Question

What is the inverse function of $y={{7}^{x}}$?

Answer 1

inverse function is a function that reverses another function. Suppose if the function $f$ is applied to an input $x$ gives a result of $y$, then applying the inverse function $g$ to $y$ gives the result $x$ i.e. $g\left( y \right)=x$ if and if only if $f\left( x \right)=y$. Inverse functions can be solved by replacing the variables.
For example, replace all $x$ with $y$ and all $y$ with $x$

Complete step-by-step answer:
Now, let us find out the inverse function of $y={{7}^{x}}$
After replacing, we have to solve for $y$.
We get,
$x={{7}^{y}}$
Now, upon using logarithmic function-
Apply log on both sides
$\log x=\log \left( {{7}^{y}} \right)$
We can find that $\log \left( {{7}^{y}} \right)$ is in the form of $\log {{a}^{b}}$
The general formula would be $\log {{a}^{b}}=b\log a$
Now let us solve this according to the rule mentioned.
Then we get,
$\log x=y\log 7$
We can find that we have the $\log$ function on both LHS and RHS of the equation.
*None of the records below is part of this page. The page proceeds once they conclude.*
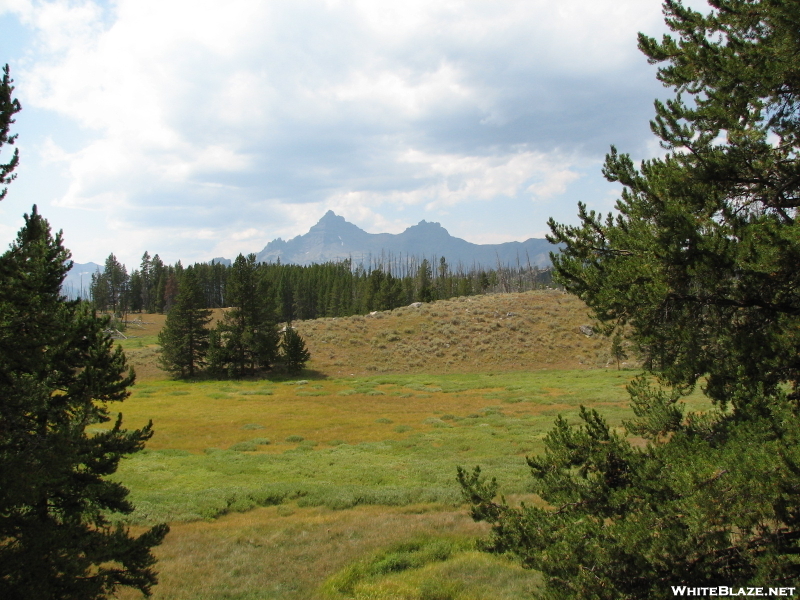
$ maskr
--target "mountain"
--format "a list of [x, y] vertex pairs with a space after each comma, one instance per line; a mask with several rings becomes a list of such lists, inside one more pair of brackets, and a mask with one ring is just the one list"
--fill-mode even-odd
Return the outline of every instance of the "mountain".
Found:
[[[68, 298], [89, 297], [89, 284], [92, 283], [92, 275], [98, 270], [102, 273], [105, 267], [97, 263], [73, 263], [72, 269], [67, 272], [64, 282], [61, 284], [61, 291]], [[81, 290], [83, 290], [81, 292]]]
[[294, 263], [307, 265], [332, 260], [352, 258], [355, 263], [368, 262], [384, 256], [415, 256], [440, 258], [450, 265], [502, 265], [530, 264], [550, 266], [549, 253], [553, 251], [547, 240], [530, 238], [524, 242], [504, 244], [473, 244], [451, 236], [439, 223], [420, 221], [402, 233], [367, 233], [344, 217], [329, 210], [305, 235], [289, 241], [280, 238], [271, 241], [256, 256], [259, 262]]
So we will be transposing the function from RHS to LHS.
That gives us, $y=\dfrac{\log x}{\log 7}$
From the given question, we can find that $y={{7}^{x}}$.
$\therefore$ The inverse function of $y={{7}^{x}}$ is $\dfrac{\log x}{\log 7}$.

Note: To find inverse of a function, it must satisfy a condition i.e. for a function $f:X\to Y$ to have a inverse, it must have a property that for every $Y$ in $y$, there is exactly one $x$ in $X$ such that $f\left( x \right)=y$. This property ensures that a function $g:Y\to X$ exists with the necessary relationship with $f$.Consider a function$f$, if the graph of $f$ intersects at a horizontal line more than once, then we understand that there exists no inverse function to that function.